An oil-in-water buprenorphine formulation including buprenorphine and a surfactant that emulsifies the buprenorphine in oil, wherein the drug release is controlled by varying the oil concentration and/or pH. A buprenorphine aqueous suspension formulation including a free base buprenorphine and a suspension stabilizer. A buprenorphine oil formulation including a buprenorphine salt suspended in a pharmaceutically acceptable oil. Methods of providing sustained release of buprenorphine over a period of time.
- An oil-in- water buprenorphine formulation comprising buprenorphine; and a surfactant that emulsifies said buprenorphine in oil, wherein control of release of said buprenorphine is controlled by varying the oil concentration and/or pH.
- The formulation according to claim 1 wherein said buprenorphine is selected from the group consisting of a free base and a salt.
- The formulation according to claim 1, wherein said surfactant is selected from the group consisting of synthetic non-ionic surfactants, polypropylene polyethylene block copolymers, phosphatides, egg phosphatide, polysorbates, other surfactants acceptable for parenteral administration, and combinations thereof.
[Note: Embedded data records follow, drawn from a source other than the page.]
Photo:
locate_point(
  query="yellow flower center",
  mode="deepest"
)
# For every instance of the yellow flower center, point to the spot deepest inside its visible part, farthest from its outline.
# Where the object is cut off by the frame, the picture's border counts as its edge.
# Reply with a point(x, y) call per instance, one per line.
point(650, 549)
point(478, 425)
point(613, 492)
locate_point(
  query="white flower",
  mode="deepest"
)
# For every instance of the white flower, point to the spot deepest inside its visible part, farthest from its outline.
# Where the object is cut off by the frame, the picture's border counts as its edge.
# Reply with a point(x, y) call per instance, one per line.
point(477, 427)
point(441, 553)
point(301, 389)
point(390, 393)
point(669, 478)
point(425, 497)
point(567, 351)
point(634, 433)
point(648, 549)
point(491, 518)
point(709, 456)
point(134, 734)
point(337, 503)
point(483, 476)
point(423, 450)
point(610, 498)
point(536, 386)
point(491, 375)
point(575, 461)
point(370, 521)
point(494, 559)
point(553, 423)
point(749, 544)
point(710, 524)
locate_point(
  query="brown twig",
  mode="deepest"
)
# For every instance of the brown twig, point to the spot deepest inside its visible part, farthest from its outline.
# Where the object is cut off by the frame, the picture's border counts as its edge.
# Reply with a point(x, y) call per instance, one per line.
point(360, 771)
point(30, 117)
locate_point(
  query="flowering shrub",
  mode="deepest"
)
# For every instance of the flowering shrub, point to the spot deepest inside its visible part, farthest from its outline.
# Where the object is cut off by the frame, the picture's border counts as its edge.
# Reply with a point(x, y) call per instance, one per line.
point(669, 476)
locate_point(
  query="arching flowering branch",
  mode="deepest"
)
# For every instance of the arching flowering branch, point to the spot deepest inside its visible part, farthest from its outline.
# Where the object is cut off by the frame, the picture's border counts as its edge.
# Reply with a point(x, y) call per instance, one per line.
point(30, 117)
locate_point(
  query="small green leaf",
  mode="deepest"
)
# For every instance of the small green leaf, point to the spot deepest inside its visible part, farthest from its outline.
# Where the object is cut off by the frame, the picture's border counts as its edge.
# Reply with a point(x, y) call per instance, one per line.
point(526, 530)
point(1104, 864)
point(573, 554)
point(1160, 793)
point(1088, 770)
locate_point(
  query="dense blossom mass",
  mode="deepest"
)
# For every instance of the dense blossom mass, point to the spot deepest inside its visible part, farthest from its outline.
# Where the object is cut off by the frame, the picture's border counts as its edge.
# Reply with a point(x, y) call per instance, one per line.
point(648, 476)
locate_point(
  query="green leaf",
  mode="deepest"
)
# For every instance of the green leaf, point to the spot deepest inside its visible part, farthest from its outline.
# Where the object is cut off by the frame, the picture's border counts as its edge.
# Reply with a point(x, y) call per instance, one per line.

- The formulation according to claim 1, wherein said buprenorphine is dissolved in a water immiscible solvent selected from the group consisting of vegetable oil, soybean oil, safflower oil, cottonseed oil, corn oil, sunflower oil, arachis oil, castor oil, olive oil, ester of a medium or long chain fatty acid such as a mono-, di-, or triglyceride, ethyl oleate, isopropyl myristate, polyoxyl hydrogenated castor oil, and combinations thereof.
- The formulation according to claim 1 further comprising glycerol.
- The formulation according to claim 1 further comprising pH adjusting agents selected from the group consisting of sodium hydroxide.
- The formulation according to claim 1 further comprising substances selected from the group consisting of a buffer further selected from the group consisting of sodium citrate and sodium phosphate, and combinations thereof.
- The formulation according to claim 1 further comprising preservatives selected from the group consisting of benzyl alcohol, EDTA, and combinations thereof.
- A buprenorphine aqueous suspension formulation comprising free base buprenorphine and a suspending agent.
- The formulation according to claim 9, wherein said buprenorphine is a free base buprenorphine formed by the addition of an alkali metal salt selected from the group consisting of NaOH to buprenorphine salt.
- The formulation according to claim 9, wherein said suspending agent is selected from the group consisting of polyvinyl pyrrolidone (PVP), sodium carboxymethylcellulose, and dextran.
- The formulation according to claim 9, wherein the composition has a pH of from about 6 to about 8.
- The formulation according to claim 9, wherein said formulation further comprises substances selected from the group consisting of a buffer further selected from the group consisting of sodium citrate and sodium phosphate, and combinations thereof.
- The formulation according to claim 9 further comprising preservatives selected from the group consisting of benzyl alcohol, methyl paraben, propyl paraben, and combinations thereof.
- The formulation according to claim 9, wherein said buprenorphine is a free base buprenorphine formed by dispersing said buprenorphine free base into the suspending agent solution and mixing the formulation with a high shear homogenizer.
- A buprenorphine oil formulation comprising a buprenorphine salt suspended in a pharmaceutically acceptable oil.
- The formulation according to claim 15, wherein said buprenorphine salt is buprenorphine HCl.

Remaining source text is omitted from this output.